Aşağıda Marmara reçeteyi vermiş. Biz de hastalığın adını söyleyelim: Kangren.

Beşiktaş'a oldukça uyuyor bu tanımlama. Bir süredir sadece günü kurtarmaya yönelik hamleler ile ilerliyoruz. Oyuncunun performansını beğenmiyoruz, yolluyoruz. Bunların içinde gerçekten başarısız oyuncular da var, kıymetini bilemediklerimiz de, hangi akla hizmet aldıklarımız da.

Teknik direktörler sonra...Gerçekten başarısız olan da var, kıymetini bilemediklerimiz de, hangi akla hizmet aldıklarımız da.
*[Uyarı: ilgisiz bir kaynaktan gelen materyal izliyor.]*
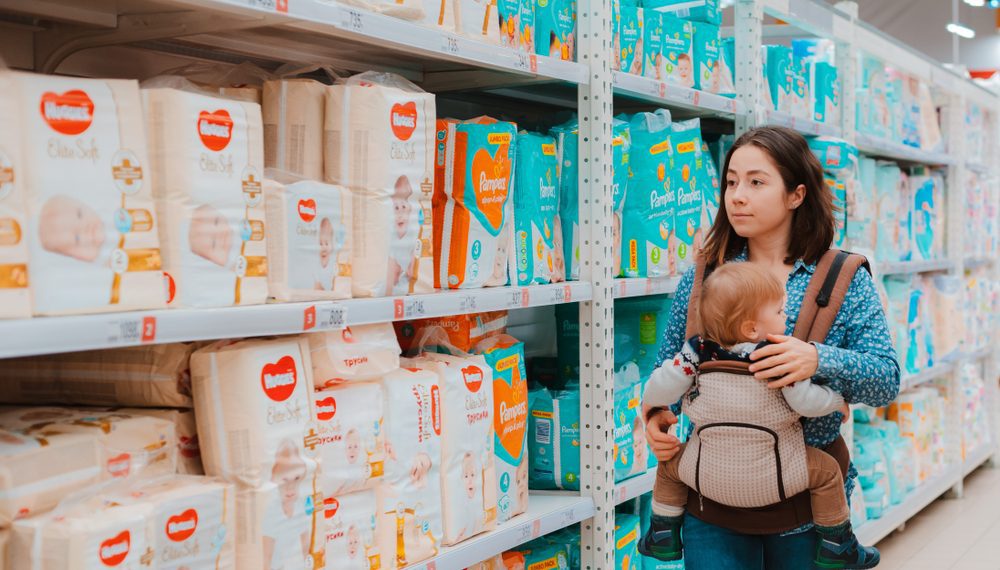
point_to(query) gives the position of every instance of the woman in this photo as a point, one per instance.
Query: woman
(777, 211)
Her iki durum için de benzer cümleler. Sorunun ana kaynağına inmiyoruz, inemiyoruz, indirilmiyoruz.

Sorunun ana kaynağı uzunca bir zamandır Demirören'in başında bulunduğu yönetim. Hakim oldukları zihniyet ile Beşiktaş'ı günden güne eritip, bitiriyorlar. Mevcut tüm branşlarımız da sıkıntılar var. Ya bütçe ayrılmıyor, sonu hüsran. Ya da varolan takım çok başarılı ancak paraları ödenmiyor. Ve oyuncular küstürülüyor. Varsa yoksa futbol diye işleyen bir zihni var yönetimimizin. Ancak bunda dahi o kadar başarısızlar ki.

Bunların yanında bir de manevi kayıplar var ki, en beteri. Yitirdiğimiz her değerin geri kazanımı bize senelere mal olacak. Bu yönetim ve benzer zihniyetteki kişilerden kurtulamadığımız sürece ise o yılları hiç göremeyeceğiz.

Ligin henüz 3.haftası hayrola diyenler olacaktır. Görmemezden gelmek mümkün değil. Şampiyon olsak bile bu sıkıntıların hiçbiri geçmeyecek. Geçen sene güzel bir örnek bu konu adına. Kan kusup, kızılcık şerbeti içiyoruz. Kaçıncı bardak ben unuttum.

Kangren olmuş yarayı kökten temizlemedikçe sürekli tekrarlar. Kısır döngü misali.